There were certain limitations in the current study. The smaller sample size in the investigation made the negative results less convincing. We did not further verify the correlation between variant genotypes and protein transcription levels due to the high cost of the experiment. Furthermore, we investigated only one polymorphism from each of the three genes and had a relatively small sample size. Therefore, confirming the genetic effects of multiple polymorphisms in MIF, IFIH1, and IL6 need to be further investigation.

Conclusion

The present study indicated that the IFIH1 H843R and IL6-572G/C polymorphisms play a role in NSV susceptibility in the Chinese population, and the significantly high prevalence of these two polymorphisms was observed in NSV. The H843R C allele may be associated with the incidence of vitiligo in youth (≤ 20 years old), active or family history groups. However, no statistical significance was observed between the MIF-173G/C polymorphism and NSV, which contradicts previous finding in other populations.
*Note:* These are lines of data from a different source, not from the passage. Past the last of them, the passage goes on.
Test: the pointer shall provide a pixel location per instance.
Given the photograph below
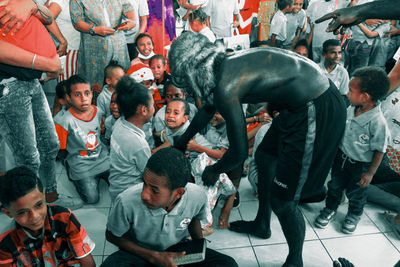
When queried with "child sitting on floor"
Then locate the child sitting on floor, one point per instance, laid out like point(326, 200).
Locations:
point(39, 234)
point(79, 135)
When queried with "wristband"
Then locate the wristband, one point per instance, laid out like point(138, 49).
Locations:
point(33, 61)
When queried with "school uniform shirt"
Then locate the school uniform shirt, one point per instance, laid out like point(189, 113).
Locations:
point(62, 242)
point(86, 155)
point(339, 76)
point(155, 229)
point(294, 21)
point(278, 26)
point(103, 102)
point(221, 14)
point(365, 134)
point(128, 156)
point(159, 118)
point(140, 9)
point(208, 33)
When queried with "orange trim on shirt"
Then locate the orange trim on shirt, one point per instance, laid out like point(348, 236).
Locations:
point(62, 136)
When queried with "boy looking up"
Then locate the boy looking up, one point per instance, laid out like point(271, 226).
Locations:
point(79, 134)
point(113, 72)
point(40, 234)
point(172, 209)
point(332, 54)
point(361, 149)
point(277, 34)
point(129, 148)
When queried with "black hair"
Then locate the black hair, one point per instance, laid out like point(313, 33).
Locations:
point(142, 35)
point(74, 79)
point(131, 94)
point(328, 43)
point(177, 174)
point(258, 43)
point(160, 57)
point(373, 81)
point(169, 83)
point(185, 105)
point(61, 89)
point(110, 67)
point(284, 3)
point(198, 15)
point(16, 183)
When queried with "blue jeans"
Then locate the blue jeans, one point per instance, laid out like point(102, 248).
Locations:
point(27, 126)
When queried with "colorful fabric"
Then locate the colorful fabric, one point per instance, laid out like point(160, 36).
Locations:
point(62, 243)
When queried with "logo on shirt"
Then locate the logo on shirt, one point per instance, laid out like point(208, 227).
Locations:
point(363, 139)
point(183, 225)
point(91, 141)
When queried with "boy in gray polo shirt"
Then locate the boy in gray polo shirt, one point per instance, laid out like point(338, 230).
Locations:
point(129, 149)
point(149, 217)
point(361, 149)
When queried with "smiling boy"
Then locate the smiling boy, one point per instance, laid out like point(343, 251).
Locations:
point(162, 211)
point(40, 234)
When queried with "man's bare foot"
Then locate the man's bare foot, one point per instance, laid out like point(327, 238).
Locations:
point(251, 228)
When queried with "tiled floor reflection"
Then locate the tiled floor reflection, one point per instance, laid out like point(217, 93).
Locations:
point(373, 244)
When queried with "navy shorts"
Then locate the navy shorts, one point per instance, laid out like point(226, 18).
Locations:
point(305, 141)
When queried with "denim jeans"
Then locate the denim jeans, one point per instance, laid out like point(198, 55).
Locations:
point(27, 126)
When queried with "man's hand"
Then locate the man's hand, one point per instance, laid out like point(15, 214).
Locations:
point(14, 13)
point(344, 17)
point(62, 49)
point(165, 259)
point(366, 179)
point(209, 176)
point(103, 31)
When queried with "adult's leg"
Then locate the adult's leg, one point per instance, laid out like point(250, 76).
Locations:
point(215, 259)
point(266, 166)
point(293, 227)
point(235, 176)
point(122, 258)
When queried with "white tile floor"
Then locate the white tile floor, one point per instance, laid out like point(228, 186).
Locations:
point(373, 244)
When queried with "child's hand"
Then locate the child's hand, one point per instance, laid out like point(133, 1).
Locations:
point(366, 179)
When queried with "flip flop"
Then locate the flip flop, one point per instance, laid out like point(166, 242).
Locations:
point(390, 219)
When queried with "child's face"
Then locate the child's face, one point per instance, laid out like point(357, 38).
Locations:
point(217, 120)
point(297, 5)
point(173, 92)
point(333, 55)
point(155, 192)
point(302, 50)
point(195, 25)
point(356, 97)
point(116, 75)
point(114, 106)
point(158, 69)
point(145, 46)
point(29, 211)
point(81, 97)
point(147, 83)
point(175, 115)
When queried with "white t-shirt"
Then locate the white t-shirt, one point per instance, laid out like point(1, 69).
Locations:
point(140, 9)
point(221, 16)
point(63, 21)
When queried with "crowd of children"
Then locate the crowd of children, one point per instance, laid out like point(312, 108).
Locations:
point(126, 139)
The −173C allele may be associated with vitiligo incidence in the active NSV group in Chinese population. Moreover, the serum concentrations of MIF is associated with active NSV, and the serum IFIH1 and IL6 concentrations were related to the presence of polymorphisms in patients with NSV. Further investigation with a larger sample size and different ethnic groups is required to verify the results.